A street kid fights for survival in Lebanon, in Nadine Labaki’s heart wrenching new film.
Nadine Labaki is a Lebanese writer-director whose three feature films to date display a strong sensitivity to the lives of ordinary working people in Lebanon, their struggles, resilience, and humor. An actress herself, she is especially adept at bringing out the best in actors. Her latest picture, Capernaum, is a giant stride forward, proof that she is now a major filmmaker on the world stage.
In Beirut, a 12-year-old boy named Zain is in prison for stabbing a man in the stomach. Zain is small and undernourished, which makes him look younger than 12. In his eyes we see stubbornness and contempt. How did he get here? The entire film consists of a flashback showing us the sordid and complicated events that led to this. Any assumptions we may have had as the film began will be shattered in the course of the story.
Zain’s family lives in squalor, dependent on the good graces of a landlord who lets them squat for free, but from dubious motives. There are too many kids—Zain is the oldest and apparently the only male. They make money for their parents selling fruit drinks on the street. The mother is also involved in smuggling tramadol, obtained through forged prescriptions, to her relatives in prison who are able to sell it inside. The kids help crush the tramadol tablets into powder, dilute it with water, then soak up this water into clothes that are brought to the inmates, who then wring the drug back out of the fabric. This is just one example of the desperate, often illegal schemes that the poor people in the film employ in order to survive. Always in the background of Capernaum is grinding poverty and desperation, a hard limit to any possibilities for children in the slums.

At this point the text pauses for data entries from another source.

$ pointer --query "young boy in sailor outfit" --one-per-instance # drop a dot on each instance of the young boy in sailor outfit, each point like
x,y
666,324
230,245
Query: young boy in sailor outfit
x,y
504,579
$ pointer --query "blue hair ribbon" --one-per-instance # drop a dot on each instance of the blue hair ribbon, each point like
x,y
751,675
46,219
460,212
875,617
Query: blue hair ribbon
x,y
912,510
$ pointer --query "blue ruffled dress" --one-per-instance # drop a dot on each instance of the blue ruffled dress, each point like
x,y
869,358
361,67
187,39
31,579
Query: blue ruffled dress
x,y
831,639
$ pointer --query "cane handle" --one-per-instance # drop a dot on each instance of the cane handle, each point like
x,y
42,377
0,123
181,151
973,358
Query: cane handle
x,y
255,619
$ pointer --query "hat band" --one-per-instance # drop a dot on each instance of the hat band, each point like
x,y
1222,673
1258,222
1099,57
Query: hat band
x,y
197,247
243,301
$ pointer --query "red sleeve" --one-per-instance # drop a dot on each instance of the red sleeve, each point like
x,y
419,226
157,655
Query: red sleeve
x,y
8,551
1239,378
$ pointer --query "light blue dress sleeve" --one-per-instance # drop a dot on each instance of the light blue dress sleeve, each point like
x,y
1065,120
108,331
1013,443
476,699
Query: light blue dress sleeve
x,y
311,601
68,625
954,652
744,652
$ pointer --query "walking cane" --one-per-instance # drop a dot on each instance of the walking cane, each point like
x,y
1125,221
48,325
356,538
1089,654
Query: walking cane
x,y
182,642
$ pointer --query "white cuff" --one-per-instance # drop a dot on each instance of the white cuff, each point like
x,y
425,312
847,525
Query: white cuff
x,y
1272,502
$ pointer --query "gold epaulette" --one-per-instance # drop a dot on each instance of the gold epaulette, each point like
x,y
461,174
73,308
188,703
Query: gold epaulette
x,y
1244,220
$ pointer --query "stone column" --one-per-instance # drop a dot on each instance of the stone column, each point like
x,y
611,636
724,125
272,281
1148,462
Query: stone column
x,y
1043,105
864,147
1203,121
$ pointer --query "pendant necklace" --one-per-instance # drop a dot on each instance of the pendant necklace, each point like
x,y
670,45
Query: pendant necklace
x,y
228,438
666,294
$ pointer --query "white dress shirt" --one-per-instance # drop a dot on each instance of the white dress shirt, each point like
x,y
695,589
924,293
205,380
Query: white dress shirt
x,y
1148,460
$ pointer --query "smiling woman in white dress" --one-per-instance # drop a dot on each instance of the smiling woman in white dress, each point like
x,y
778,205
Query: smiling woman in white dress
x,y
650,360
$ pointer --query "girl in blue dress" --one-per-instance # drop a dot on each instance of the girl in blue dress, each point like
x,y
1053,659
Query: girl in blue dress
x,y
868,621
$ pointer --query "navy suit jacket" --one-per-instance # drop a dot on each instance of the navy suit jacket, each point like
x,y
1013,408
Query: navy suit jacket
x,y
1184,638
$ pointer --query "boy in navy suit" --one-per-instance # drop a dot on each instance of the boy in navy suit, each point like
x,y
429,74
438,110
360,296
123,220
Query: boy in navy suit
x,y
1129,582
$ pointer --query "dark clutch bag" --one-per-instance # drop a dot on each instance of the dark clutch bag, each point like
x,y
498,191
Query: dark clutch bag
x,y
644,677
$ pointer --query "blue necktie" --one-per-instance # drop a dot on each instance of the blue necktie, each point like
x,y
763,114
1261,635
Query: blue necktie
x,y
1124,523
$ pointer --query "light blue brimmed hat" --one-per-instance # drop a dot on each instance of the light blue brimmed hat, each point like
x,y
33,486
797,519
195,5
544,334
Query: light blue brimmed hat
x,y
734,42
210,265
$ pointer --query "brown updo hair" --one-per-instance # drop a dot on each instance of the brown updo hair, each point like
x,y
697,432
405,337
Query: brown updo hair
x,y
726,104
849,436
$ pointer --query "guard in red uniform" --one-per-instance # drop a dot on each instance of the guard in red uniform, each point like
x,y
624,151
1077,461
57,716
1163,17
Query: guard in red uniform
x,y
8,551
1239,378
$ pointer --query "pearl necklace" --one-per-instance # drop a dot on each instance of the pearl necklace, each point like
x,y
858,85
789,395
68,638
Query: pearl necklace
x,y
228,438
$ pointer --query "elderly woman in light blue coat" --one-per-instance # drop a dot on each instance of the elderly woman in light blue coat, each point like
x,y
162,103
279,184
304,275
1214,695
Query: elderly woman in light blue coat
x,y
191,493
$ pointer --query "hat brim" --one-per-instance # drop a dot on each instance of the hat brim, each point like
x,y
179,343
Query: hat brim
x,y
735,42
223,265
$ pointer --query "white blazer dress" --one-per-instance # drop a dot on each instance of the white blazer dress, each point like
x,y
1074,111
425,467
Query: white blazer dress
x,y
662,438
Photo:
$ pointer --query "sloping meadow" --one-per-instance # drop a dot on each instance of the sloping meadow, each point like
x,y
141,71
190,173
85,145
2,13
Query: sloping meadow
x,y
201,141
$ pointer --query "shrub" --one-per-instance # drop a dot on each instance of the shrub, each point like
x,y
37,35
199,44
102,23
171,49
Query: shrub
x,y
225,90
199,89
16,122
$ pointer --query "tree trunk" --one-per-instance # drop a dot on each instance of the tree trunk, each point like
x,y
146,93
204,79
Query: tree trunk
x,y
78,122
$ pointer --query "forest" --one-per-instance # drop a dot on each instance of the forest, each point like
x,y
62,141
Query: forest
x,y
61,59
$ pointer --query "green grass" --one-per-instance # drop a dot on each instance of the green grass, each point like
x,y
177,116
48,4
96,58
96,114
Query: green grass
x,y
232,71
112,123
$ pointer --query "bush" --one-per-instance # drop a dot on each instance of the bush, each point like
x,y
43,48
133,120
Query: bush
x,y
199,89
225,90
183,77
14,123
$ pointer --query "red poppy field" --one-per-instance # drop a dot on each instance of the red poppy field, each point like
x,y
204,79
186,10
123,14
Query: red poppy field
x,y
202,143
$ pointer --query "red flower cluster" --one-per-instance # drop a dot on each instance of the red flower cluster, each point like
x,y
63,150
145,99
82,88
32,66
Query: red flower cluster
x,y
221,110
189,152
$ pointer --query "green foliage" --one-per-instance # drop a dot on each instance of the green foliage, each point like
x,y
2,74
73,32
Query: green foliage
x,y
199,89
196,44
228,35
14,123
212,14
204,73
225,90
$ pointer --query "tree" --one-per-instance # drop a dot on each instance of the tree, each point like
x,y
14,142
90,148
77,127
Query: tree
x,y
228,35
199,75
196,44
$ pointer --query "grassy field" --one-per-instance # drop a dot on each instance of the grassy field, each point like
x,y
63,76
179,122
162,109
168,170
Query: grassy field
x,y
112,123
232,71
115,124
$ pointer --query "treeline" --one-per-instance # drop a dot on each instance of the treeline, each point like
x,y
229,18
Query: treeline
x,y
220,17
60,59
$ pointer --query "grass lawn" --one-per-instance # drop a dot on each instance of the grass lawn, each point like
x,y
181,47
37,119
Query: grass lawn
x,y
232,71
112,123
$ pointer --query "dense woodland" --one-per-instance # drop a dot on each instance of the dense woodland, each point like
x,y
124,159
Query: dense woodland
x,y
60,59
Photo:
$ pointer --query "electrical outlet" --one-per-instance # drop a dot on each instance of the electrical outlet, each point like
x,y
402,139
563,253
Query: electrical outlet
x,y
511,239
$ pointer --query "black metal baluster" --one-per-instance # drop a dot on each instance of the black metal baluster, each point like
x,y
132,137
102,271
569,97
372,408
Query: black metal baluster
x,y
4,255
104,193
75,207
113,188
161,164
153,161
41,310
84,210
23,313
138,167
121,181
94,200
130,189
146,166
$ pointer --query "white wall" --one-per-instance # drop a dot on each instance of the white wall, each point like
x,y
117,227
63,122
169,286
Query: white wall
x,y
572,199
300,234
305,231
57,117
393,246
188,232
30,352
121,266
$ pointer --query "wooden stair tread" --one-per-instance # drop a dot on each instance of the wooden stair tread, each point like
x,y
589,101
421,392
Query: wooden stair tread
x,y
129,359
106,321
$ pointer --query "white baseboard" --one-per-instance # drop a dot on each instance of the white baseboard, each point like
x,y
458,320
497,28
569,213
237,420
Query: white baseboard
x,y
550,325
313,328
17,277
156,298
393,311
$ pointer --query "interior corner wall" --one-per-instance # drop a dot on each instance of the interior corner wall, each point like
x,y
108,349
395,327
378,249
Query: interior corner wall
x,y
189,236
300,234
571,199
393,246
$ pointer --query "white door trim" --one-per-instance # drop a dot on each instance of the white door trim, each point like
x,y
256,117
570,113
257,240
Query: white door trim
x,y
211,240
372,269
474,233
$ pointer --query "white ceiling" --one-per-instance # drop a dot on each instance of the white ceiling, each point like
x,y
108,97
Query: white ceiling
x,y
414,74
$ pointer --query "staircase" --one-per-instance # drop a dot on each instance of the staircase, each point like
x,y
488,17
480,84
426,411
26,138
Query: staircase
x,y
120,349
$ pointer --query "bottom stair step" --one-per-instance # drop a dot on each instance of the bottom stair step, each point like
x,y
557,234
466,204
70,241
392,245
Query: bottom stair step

Zain is played by a 12-year-old newcomer named Zain Al Rafeea. His face is that of a beautiful child hardened by experience into defiance. Much of the film’s humor derives from Zain’s seemingly fearless hurling of insults and profanity at adults who get in his way. It’s a tremendous performance. Labaki’s direction doesn’t seek to inspire pity, but rather to observe the resourcefulness and tenacity that the boy has been forced to develop for his survival.
When we meet him, he has already learned to hate and distrust his parents. The one person he loves is his 11-year-old sister Sahar, and when he sees that her well-being is threatened, his resistance becomes fierce and implacable. Eventually he’s out on the streets, on his own, and a unique set of circumstances teams him up with a young Ethiopian woman named Rahil, an undocumented immigrant with a baby, who needs Zain to watch her kid while she scrapes up a living for the three of them. Rahil is played by another amazing newcomer, Yordanos Shiferaw.
Capernaum is a place mentioned in the New Testament, a town in Galilee that was kind of a home base for Jesus’ mission. I couldn’t see why a film about a street kid in Lebanon would have this title, until I discovered that the Aramaic word for a messy or chaotic place was derived from this town’s name. The double meaning—a reference to religious lore and a word for chaos, undoubtedly has resonance for Labiki’s concerns. The theme of her film, along with a basic reverence for the souls of people living under the worst kinds of hardship, is that adults make a terrible mess of things with their politics and wars and brutal economics, a chaos that engulfs children who have done nothing to deserve the pain and suffering they are forced to experience. And this is symbolized by Zain’s desire to sue his parents for having given birth to him.
Capernaum is heart wrenching and powerful—and one of the reasons for its power is that Labiki never wallows in misery. As awful as things get, she and the remarkable young actor who plays Zain firmly establish in our minds the humanity that endures all, and retains some small spark of courage and compassion.